Dictionary definitions state that in such instances –wise denotes a way of indicating an alternative manner of dealing with a thing, a position or a direction. For example, this sentence: I laid the planks length-wise indicated the direction in which I laid the planks.

We often insert such adverbs into our common conversation, as in salary-wise, health-wise or time-wise. The Canadian Oxford Dictionary (1998) considers that form of speech “inelegant.” I suspect that most people think otherwise.

Indeed, I suspect that the explanation of Webster’s Standard American Dictionary is closer to what most people think. Used as a suffix, -wise creates words that show awareness and concern of a particular subject.

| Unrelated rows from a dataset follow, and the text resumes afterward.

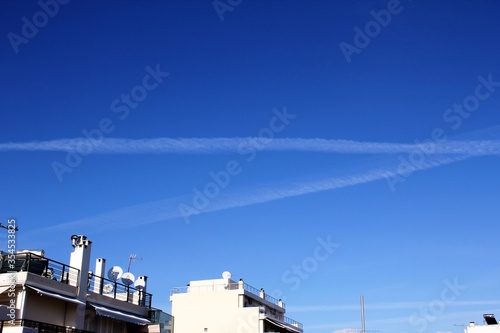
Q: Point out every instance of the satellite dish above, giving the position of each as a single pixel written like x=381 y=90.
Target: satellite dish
x=115 y=273
x=139 y=284
x=108 y=288
x=128 y=278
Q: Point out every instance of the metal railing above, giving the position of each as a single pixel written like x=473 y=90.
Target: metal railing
x=119 y=291
x=44 y=327
x=292 y=322
x=40 y=265
x=229 y=286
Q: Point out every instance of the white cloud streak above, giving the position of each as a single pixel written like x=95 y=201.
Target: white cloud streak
x=384 y=306
x=235 y=145
x=163 y=210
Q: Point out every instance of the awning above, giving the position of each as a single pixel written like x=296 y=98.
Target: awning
x=56 y=295
x=119 y=315
x=4 y=289
x=289 y=328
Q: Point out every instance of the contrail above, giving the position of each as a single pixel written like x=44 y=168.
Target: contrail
x=168 y=209
x=384 y=306
x=241 y=144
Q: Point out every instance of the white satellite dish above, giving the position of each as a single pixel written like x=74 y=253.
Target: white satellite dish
x=128 y=278
x=139 y=284
x=115 y=273
x=108 y=288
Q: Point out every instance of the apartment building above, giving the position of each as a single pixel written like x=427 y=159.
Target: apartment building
x=38 y=294
x=223 y=305
x=490 y=325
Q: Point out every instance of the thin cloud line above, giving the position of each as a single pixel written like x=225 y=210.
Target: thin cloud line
x=240 y=145
x=384 y=306
x=168 y=209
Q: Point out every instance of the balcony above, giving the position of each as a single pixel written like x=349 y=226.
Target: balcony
x=40 y=266
x=119 y=291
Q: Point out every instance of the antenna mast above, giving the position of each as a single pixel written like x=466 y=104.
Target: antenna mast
x=362 y=301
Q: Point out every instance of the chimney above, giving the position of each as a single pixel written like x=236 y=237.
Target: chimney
x=100 y=269
x=80 y=258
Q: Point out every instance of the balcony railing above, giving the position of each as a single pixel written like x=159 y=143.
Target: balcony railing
x=119 y=291
x=230 y=286
x=39 y=265
x=42 y=327
x=292 y=322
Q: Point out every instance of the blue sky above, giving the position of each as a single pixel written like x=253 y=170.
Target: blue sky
x=243 y=135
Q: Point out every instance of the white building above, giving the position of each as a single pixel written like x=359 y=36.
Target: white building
x=223 y=305
x=39 y=294
x=491 y=325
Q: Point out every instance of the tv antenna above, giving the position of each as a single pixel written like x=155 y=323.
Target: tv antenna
x=132 y=257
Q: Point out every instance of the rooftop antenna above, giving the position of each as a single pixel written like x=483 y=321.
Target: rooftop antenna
x=9 y=227
x=362 y=301
x=132 y=257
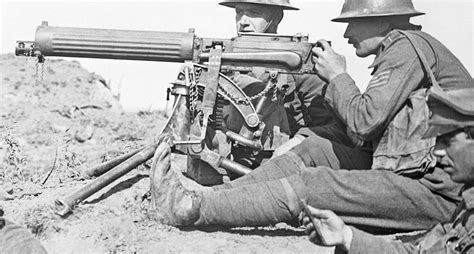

A person experienced in some professional field as the media or finance could well be regarded a media-wise or money-wise.

Perhaps we are just being pedantic is objecting to such adjectives. Or is snooty a better way of criticizing those attitudes, as an old-school teacher might demand better grammar and vocabulary in our use of the Queen’s English?

After reading some of the essays written by high school and even college students, I am grateful for my teachers who insisted that I take care with the way I use words and form sentences. Parsing compound complex sentences in senior public school grammar was distinctly unpleasant work. When I describe what that task entailed, all I get to my grandchildren is a stare or an abhorrent reply, “We never do that!”